Question

On an isothermal process, there are two points A and B at which pressures and volumes are \[\left( {2{P_0},{V_0}} \right)\] and \[\left( {2{P_0},{V_0}} \right)\] respectively. If A and B are connected by a straight line, find the pressure at a POINT on this straight line at which temperature is maximum
A $\dfrac{{4{P_0}}}{3}$
B $\dfrac{{5{P_0}}}{3}$
C $\dfrac{{3{P_0}}}{2}$
D $\dfrac{{7{P_0}}}{5}$

Answer 1

Hint: This question is based on a thermodynamic process called isothermal process. We have to know about the isothermal process. In this process, the temperature throughout the thermodynamic process remains constant. We use the isothermal expression and P-V diagram to find the pressure and volume at which the temperature is maximum.

Complete step by step answer:
We know that the isothermal is the contact temperature process. So ,only changes occur in volume and pressure throughout the process.
Now, consider the P-V diagram on which two points A and B lie on it.

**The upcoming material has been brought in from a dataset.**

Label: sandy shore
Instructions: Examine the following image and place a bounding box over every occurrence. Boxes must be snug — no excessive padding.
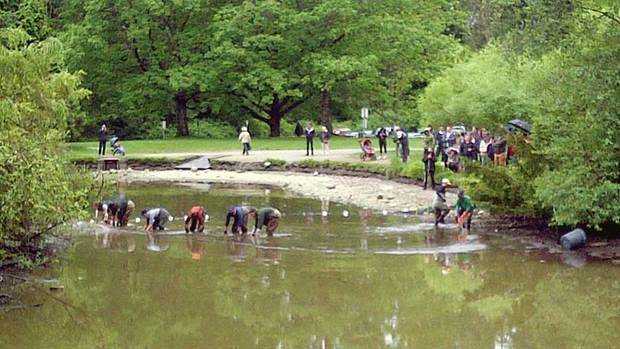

Here, in point A the pressure is $2{P_0}$ and volume is ${v_0}$ and in point B, the pressure is ${P_0}$ and volume is $2{v_0}$. We have to find the pressure on a straight line where the temperature is maximum.
From the given diagram, there is a straight line that follows the straight line equation $y = mx + c$.
Therefore, it can written as,
$P = mv + c........\left( {\rm{i}} \right)$
Here, $m$ is the slope.
Now, we have to calculate the slope of the line.
Therefore,
$m = - \left( {\dfrac{{2{P_0} - {P_0}}}{{2{V_0} - {V_0}}}} \right)$
Now, substitute the value in equation (i) we get,
$
P = \left( {\dfrac{{2{P_0} - {P_0}}}{{2{V_0} - {V_0}}}} \right)v + c\\
\implies P = - \dfrac{{{P_0}}}{{{V_0}}} \times V + c............\left( {{\rm{ii}}} \right)
$
We have to satisfy the equation by substitute the value $\left( {2{P_0},{V_0}} \right)$ we get,
$
2{P_0} = - \dfrac{{{P_0}}}{{{V_0}}} \times {V_0} + c\\
\implies c = 3{P_0}
$
Substitute this value in equation (ii) we get,
$
P = - \dfrac{{{P_0}}}{{{V_0}}} \times V + 3{P_0}\\
\implies {V_0}P + {P_0}V = 3{P_0}{V_0}.......\left( {{\rm{iii}}} \right)
$
Now, by using the ideal gas equation,
$
PV = nRT\\
\implies V = \dfrac{{nRT}}{P}
$
Substitute this value in equation (iii) we get,
$
{V_0}P + {P_0}\left( {\dfrac{{nRT}}{P}} \right) = 3{P_0}{V_0}\\
\implies T = \dfrac{{3{P_0}{V_0}P - {V_0}{P^2}}}{{{P_0}nR}}........\left( {{\rm{iv}}} \right)
$
It is given in question that we have to find the pressure at maximum temperature.
Therefore,
$
\dfrac{{dT}}{{dP}} = 0\\
\implies \dfrac{{3{P_0}{V_0} - 2{V_0}P}}{{{P_0}nR}} = 0\\
\therefore P = \dfrac{3}{2}{P_0}
$

So, the correct answer is “Option C”.

Note:
In this question, we have to know the isothermal process. And with the help of P-V diagram we can find the maximum temperature. Using symmetry, the maximum temperature is at the midpoint of the point A and B.